Posted on February 22, 2012 at 5:41 PM

Updated Wednesday, Feb 22 at 5:41 PM

CHARLOTTE, N.C. – Quick, how did your great grandmother die? Most of us have no idea. So when the doctor asks you about your family health history, you're doing well if you can go back two generations. Personal DNA testing is filling in the blanks for more and more Americans. 

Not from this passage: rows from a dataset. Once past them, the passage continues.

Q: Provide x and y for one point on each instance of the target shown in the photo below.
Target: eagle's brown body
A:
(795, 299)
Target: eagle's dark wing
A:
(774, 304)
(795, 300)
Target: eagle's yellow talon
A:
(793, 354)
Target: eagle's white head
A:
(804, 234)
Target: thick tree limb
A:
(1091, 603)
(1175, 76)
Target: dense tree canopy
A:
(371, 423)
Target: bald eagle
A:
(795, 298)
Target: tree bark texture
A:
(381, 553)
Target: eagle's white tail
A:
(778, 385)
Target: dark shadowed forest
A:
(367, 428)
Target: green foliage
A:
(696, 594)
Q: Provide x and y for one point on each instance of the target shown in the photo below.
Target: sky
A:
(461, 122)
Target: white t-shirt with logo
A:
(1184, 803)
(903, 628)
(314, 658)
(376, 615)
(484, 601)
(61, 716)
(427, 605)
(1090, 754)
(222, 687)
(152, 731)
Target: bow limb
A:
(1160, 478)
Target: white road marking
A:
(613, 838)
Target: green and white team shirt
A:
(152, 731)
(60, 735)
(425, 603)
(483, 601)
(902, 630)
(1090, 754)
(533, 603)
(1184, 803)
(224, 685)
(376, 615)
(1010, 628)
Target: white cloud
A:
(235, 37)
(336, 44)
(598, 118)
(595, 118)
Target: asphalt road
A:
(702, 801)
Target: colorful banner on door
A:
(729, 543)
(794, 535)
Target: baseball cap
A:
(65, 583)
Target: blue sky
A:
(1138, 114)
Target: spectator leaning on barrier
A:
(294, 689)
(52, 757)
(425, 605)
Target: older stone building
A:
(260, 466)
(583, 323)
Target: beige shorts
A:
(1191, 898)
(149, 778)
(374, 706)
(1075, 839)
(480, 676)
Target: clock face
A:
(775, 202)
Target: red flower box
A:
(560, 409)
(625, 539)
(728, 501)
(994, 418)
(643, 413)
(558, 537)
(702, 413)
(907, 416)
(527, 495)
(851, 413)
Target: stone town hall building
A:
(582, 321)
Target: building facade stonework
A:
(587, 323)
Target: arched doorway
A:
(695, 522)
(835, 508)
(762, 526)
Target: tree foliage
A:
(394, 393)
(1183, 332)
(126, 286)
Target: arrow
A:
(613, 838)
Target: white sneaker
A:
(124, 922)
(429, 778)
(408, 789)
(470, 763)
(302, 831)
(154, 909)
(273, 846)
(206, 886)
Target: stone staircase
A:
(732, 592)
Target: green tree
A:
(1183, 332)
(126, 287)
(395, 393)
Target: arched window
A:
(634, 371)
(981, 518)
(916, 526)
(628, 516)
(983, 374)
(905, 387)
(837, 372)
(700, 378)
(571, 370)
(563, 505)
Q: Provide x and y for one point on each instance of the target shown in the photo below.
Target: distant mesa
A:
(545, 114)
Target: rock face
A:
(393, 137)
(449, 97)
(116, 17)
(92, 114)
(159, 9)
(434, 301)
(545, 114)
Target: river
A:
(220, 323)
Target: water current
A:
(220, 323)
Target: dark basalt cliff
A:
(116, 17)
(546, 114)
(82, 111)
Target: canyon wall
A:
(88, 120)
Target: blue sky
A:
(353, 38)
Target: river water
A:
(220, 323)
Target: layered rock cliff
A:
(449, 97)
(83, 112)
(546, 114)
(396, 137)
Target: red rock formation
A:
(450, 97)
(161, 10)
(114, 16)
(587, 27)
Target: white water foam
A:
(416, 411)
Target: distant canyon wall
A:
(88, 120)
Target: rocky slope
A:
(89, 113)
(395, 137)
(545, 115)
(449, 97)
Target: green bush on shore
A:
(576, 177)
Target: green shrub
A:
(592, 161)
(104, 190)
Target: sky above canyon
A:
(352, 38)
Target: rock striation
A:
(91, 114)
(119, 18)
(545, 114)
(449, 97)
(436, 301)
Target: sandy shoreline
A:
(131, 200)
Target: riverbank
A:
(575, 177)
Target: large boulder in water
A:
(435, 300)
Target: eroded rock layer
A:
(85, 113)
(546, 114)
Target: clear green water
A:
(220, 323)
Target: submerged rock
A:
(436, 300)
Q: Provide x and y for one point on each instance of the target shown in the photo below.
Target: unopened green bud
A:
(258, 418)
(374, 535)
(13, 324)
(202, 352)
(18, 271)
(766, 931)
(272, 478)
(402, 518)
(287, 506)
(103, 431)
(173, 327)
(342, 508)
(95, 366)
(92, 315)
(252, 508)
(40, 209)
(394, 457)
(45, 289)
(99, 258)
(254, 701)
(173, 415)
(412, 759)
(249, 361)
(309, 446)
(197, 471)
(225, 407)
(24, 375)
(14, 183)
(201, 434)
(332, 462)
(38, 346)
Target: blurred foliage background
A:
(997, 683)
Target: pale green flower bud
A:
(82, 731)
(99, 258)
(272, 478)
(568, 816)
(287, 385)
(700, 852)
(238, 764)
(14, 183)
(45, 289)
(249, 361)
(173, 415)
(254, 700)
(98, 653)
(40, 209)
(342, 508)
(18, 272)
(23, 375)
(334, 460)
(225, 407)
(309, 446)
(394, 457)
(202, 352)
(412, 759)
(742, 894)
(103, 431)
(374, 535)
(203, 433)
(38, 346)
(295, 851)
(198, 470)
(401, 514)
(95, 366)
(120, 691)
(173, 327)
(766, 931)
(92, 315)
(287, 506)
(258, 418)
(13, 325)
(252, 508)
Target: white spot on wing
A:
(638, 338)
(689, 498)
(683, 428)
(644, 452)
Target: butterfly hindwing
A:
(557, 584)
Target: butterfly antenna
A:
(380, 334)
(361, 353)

Now you can order it yourself.

My sister and a buddy of mine both suggested I try out DNA testing through a Silicon Valley company called 23 and Me.

Coincidentally, we are all adopted, which presents its own challenges in tracking the genetic roulette that determines so much of our health. But you don't have to be adopted to be murky about your genetic past.

The process is simple enough: Order online, pony up $200.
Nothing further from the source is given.